A Symbolic Act – Daoud Kuttab/Al Jazeera English
The story of Imad Abu Shakra is emblematic of the struggle for sovereignty
Imad Abu Shakra was only 17 on the 63rd anniversary of the Nakba, the catastrophe which created the Palestinian refugee problem. Born in Lebanon’s largest Palestinian refugee camp in Ein al-Hilweh, Abu Shakra spent May 14, 2011 visiting friends and paying back small debts he owed to a neighbour. His mother said that he kept on hugging and kissing her. He said he would miss her.
At dawn on May 15, 2011, Abu Shakra washed, carried out his morning prayers and headed with a friend for the buses taking protesters to Ras Marron, the nearest Lebanese town to the border with Israel. The buses were full, so he took a taxi and walked the remaining distance to the fence. He climbed it and hoisted the Palestinian flag on top. During the climb, Israeli soldiers, clearly not in any danger, shot him twice in the shoulder and chest but he survived. He died at the highest point of the fence when a fatal shot hit his heart.
United Nations vote
The story of Abu Shakra is part of a series of personal biographies of Palestinian martyrs from Lebanon documented by the Yasour media group.
Abu Shakra’s act follows hundreds, if not thousands, of Palestinians who have died attempting to carry out the symbolic act of reminding the world that Palestine exists and that its people yearn for freedom and independence. The United Nations recently voted overwhelmingly, 119-8 with 45 abstentions, to allow the raising of the flags of the UN’s two non-member states: Palestine and the Vatican.
Israel’s ambassador to the UN, Ron Prosor, said: “No vote, can turn empty symbolic gestures into a state,” but he ignores the fact that it is Israel’s military force that is continuing the illegal occupation and denying Palestinians the inalienable right of determining their own future.
The US ambassador, Samantha Power, similarly opposed the vote. The US was one of eight to vote no. She said that raising the Palestinian flag “is not an alternative to negotiations and will not bring the parties closer to peace“.
The last time Israelis and Palestinians held negotiations, it was the Israelis who blew up the talks. US Secretary of State John Kerry used the expression “poof” when explaining how the nine-month-long talks went up in smoke when the Israelis reneged on their agreement to release long-term prisoners and began building illegal settlements.

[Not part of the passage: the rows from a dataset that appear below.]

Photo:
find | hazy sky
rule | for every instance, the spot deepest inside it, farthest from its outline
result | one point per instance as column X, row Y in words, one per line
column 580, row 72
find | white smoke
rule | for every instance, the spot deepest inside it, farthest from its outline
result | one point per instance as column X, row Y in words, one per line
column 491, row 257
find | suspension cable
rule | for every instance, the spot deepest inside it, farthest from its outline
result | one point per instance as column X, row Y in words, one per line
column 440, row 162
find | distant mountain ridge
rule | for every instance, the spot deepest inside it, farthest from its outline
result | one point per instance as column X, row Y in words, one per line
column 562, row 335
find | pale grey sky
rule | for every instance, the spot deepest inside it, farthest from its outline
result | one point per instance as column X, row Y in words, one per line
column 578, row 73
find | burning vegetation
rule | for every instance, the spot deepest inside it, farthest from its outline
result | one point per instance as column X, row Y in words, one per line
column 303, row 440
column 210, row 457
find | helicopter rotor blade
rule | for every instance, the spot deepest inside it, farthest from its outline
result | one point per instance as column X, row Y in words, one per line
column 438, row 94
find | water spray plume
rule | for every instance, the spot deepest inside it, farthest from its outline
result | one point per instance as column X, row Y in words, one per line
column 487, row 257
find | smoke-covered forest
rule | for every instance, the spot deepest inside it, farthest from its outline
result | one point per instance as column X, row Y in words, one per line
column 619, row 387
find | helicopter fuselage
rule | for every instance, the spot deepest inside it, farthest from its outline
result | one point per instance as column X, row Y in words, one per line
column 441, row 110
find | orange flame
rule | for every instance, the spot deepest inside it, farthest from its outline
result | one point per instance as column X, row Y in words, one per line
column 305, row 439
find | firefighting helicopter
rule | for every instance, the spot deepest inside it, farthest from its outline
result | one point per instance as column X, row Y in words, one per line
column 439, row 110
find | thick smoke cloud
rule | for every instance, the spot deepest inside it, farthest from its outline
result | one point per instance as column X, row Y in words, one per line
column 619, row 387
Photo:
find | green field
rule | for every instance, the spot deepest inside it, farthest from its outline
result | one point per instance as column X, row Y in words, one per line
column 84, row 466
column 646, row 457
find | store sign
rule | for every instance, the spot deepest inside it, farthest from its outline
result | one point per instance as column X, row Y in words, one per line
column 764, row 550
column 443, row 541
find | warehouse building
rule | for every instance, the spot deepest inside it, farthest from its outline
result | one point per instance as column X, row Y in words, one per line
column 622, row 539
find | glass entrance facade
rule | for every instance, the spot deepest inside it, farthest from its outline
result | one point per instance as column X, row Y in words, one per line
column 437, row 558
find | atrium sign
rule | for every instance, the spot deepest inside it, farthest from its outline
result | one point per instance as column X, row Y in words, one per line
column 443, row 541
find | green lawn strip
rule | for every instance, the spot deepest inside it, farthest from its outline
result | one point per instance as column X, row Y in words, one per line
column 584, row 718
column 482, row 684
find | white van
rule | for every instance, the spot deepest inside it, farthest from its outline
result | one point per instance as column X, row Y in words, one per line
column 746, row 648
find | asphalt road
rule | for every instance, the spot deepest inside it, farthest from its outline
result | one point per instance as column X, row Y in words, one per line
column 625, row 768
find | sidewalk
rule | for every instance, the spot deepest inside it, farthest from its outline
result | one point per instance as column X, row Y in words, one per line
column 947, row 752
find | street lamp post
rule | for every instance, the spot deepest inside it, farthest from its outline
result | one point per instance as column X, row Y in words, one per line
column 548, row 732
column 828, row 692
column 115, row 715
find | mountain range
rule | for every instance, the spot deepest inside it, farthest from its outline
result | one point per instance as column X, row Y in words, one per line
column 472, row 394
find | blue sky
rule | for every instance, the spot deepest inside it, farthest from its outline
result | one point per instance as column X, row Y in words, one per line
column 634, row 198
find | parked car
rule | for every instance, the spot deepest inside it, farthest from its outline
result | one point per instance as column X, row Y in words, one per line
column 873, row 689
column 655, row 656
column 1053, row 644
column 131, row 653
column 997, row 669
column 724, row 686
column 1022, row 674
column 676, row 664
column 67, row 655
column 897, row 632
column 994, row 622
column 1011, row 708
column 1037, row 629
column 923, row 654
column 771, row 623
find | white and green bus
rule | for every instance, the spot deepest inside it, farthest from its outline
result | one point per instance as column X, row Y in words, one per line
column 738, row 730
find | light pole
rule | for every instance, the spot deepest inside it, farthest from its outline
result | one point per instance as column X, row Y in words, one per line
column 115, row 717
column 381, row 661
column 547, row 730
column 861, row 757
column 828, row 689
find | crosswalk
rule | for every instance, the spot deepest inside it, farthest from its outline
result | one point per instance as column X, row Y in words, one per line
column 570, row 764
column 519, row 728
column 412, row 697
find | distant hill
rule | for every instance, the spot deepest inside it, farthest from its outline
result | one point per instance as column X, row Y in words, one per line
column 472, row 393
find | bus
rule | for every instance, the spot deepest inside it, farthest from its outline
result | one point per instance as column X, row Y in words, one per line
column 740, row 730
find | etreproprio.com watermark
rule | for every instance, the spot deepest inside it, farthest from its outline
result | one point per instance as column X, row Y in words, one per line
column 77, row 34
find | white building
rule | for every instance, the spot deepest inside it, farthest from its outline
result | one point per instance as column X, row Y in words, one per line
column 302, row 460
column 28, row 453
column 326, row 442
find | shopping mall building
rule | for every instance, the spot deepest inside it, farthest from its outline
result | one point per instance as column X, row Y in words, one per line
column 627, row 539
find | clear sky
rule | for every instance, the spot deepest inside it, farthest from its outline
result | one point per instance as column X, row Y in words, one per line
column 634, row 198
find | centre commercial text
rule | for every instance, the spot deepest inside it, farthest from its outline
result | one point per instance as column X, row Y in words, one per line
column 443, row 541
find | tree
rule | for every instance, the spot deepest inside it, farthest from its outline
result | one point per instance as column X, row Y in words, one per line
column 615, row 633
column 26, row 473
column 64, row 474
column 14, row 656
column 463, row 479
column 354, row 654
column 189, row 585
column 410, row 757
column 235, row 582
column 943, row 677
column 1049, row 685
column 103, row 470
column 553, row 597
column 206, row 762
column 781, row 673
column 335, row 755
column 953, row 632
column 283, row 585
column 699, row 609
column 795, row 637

For a people desperate for a breakthrough in the decades-old conflict, any attempt to bring the case of Palestine back to centre stage is welcomed. Officials, as well as ordinary Palestinians, welcomed the UN vote at a time when the world is closely following the Syrian refugee crisis and bloody conflicts in Yemen, Libya, and Iraq.
Welcoming a symbolic decision in the UN doesn’t and shouldn’t blind Palestinians from realities both near and far. Although the Israelis are shedding tears about the refugee crisis in Europe, Palestinian refugees from Syria have been denied permission by Israel to come and live in the West Bank despite a public welcome by Palestinian President Mahmoud Abbas.
In Gaza the multiyear siege continues unabated, and frustration levels now have UN officials concerned that the strip might be “uninhabitable“ by 2020. And while Israel bears the largest responsibility for the situation in Gaza, there is plenty of blame to be spread to the main Palestinian political/military powers Hamas and the Palestine Liberation Organization, as well as Egypt, which has kept the Rafah borders closed for almost an entire year.
On September 30, Abbas will raise the Palestinian flag outside the New York headquarters of the UN. The move might be symbolic, as is much of the trappings of the Palestinian government in Ramallah. Without sovereignty and the ability to control land, Palestine’s future holds little promise.
In the days and weeks after the shooting of Imad Abu Shakra, Palestinian families who welcomed newborn children into their homes gave their sons the name Imad. His actions are a symbol for the sovereign, independent, and democratic state that Palestinians are dying for.
Daoud Kuttab, an award-winning Palestinian journalist, is a former Ferris professor of journalism at Princeton University.